D’après Marie Drucker, ça se dit M’euw’ay, à l’américaine. D’après Fabrice Luchini,  Muray est bien français. Ce que, suite à ces lectures, je confirme. Un étranger ne pourrait pas aussi bien décrire le sourire de Ségolène Royal, les emplois jeunes « domaine de l’innovation » de Martine Aubry,  ou la parisienne, cette touriste altermondialiste bobo écolo qui lit Coelho et Pennac, et qui finit violée et décapitée par un terroriste (altermondialiste, lui aussi). Non, Philippe Muray, que je ne connaissais pas jusqu’à hier soir, est un sacré bonhomme.

Pour la bio rapide, né en 1945, décédé en 2006, romancier et essayiste (dit sa page Wikipedia), il a publié de nombreux textes que je qualifierai de sociologiques, mais qui sont loin d’Hannah Arendt et autres. Il analyse ce qu’il nomme « la mutation anthropologique en cours », d’Homo sapiens sapiens à Homo festivus, puis à Festivus festivus, via une plume extrêmement cynique (voir la touriste…), et présente sa théorie de « la Fin de l’histoire ».

Alors on s’arrête deux minutes. Qu’est ce que je fous à parler Sociologie et théories Nietzschéennes sur ce blog. Je fous que je suis fan de Luchini. Pas au point d’avoir vu tous ses films, hin, mais au contraire de ses détracteurs qui subissent ses mimiques et rôles de névrosés, j’adore le personnage. Et Luchini, s’il peut donner la réplique à Johnny dans un film à la fin « trop facile« , est aussi un intellectuel. Admirateur de Barthes (pas le footballeur), de Muray, et de Céline (nous avoue t il sur scène).

C’est donc en réalité sans aucune idée de ce que nous allions voir (ou presque) que nous nous sommes assis dans la salle du Théâtre de l’Atelier (18e) hier soir. De Muray, jamais entendu parler. Alors Luchini lit Muray… c’était un peu la surprise.

Une bonne surprise, pour ma part.

On a donc Fabrice Luchini qui vient s’installer dans un fauteuil. Face à la salle. Nous ne sommes pas complètement dans le noir. Premier texte. Muray, une réflexion sur les emplois jeunes de Martine Aubry (1998), Muray analyse ces nouveaux métiers, trace un parallèle étrange avec les héros de Balzac, aux métiers ancrés dans la réalité. Que devient lez romancier du 21e siècle avec des « agents de la coordination petite enfance » ? Muray joue avec les mots, et Luchini s’éclate. Prononciation impeccable, flux quasi ininterrompu, je suis presque larguée de la vitesse à laquelle il enchaine les phrases, sans pause, sans respiration – Luchini style. Petit à petit, on se laisse emporter dans son rythme, le rythme de Muray, l’interprétation de Luchini, passionné, qui s’installe sur scène comme s’il était à un déjeuner mondain.
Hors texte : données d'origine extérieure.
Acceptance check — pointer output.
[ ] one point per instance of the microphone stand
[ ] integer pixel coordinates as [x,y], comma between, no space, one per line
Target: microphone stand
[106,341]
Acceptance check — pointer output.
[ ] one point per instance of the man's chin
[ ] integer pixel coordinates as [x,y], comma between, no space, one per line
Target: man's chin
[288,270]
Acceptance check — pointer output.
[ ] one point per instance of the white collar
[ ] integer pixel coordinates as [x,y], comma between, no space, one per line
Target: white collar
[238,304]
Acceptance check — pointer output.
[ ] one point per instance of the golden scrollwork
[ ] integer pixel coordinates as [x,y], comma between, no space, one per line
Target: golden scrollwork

Fin du premier texte, applaudissements, un spectateur en retard entre et Luchini le prend à parti, joue de ce retard. Des rires. Et il enchaine sur le deuxième texte, à ce rythme effrayant, et pourtant, on ne perd pas le fil. Luchini prend ses aises, il se permet quelques interruptions, annotations personnelles, interprétations, se lève, occupe l’espace. Rires à nouveau, l’humour est fin, au delà de sa gestuelle, et du cynisme décalé de l’auteur. Le discours est presque politique, anti socialiste, grinçant. Deux textes, trois, un rappel, sous les applaudissements et les rires.
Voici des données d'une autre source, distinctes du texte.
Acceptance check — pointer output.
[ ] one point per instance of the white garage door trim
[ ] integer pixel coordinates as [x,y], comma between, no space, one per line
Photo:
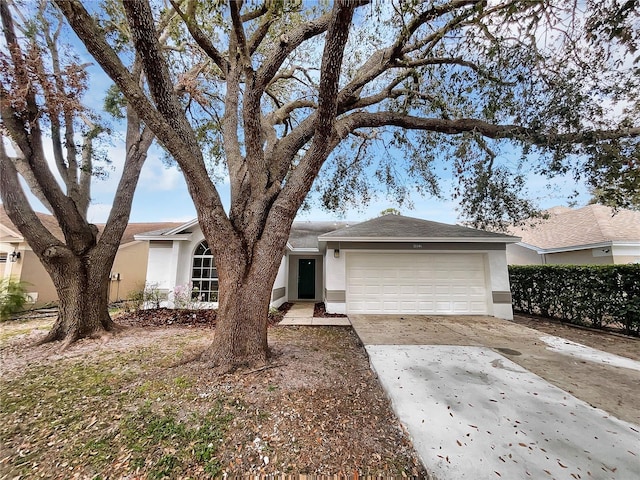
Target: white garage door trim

Plus la soirée avance, et on a l’impression d’être au salon, plus au Théâtre. Luchini apostrophe le public, rebondit sur nos réactions. Au cour du texte, il marque une pause: « alors là, écoutez bien, c’est magnifique« . Et il répète la phrase, la laissant rouler jusqu’à nos oreilles. Le texte de Muray est dense, mais l’auteur fait oublier sa lourdeur via un style que la lecture de Luchini met en valeur.

En bref.Plutôt que de vous dire pourquoi y aller, on va faire l’inverse.

N’y allez pas si:

– vous êtes adhérent au PS et fan de Ségolène Royal

– vous avez du mal avec le cynisme et le troisième degré assumé (et pensé)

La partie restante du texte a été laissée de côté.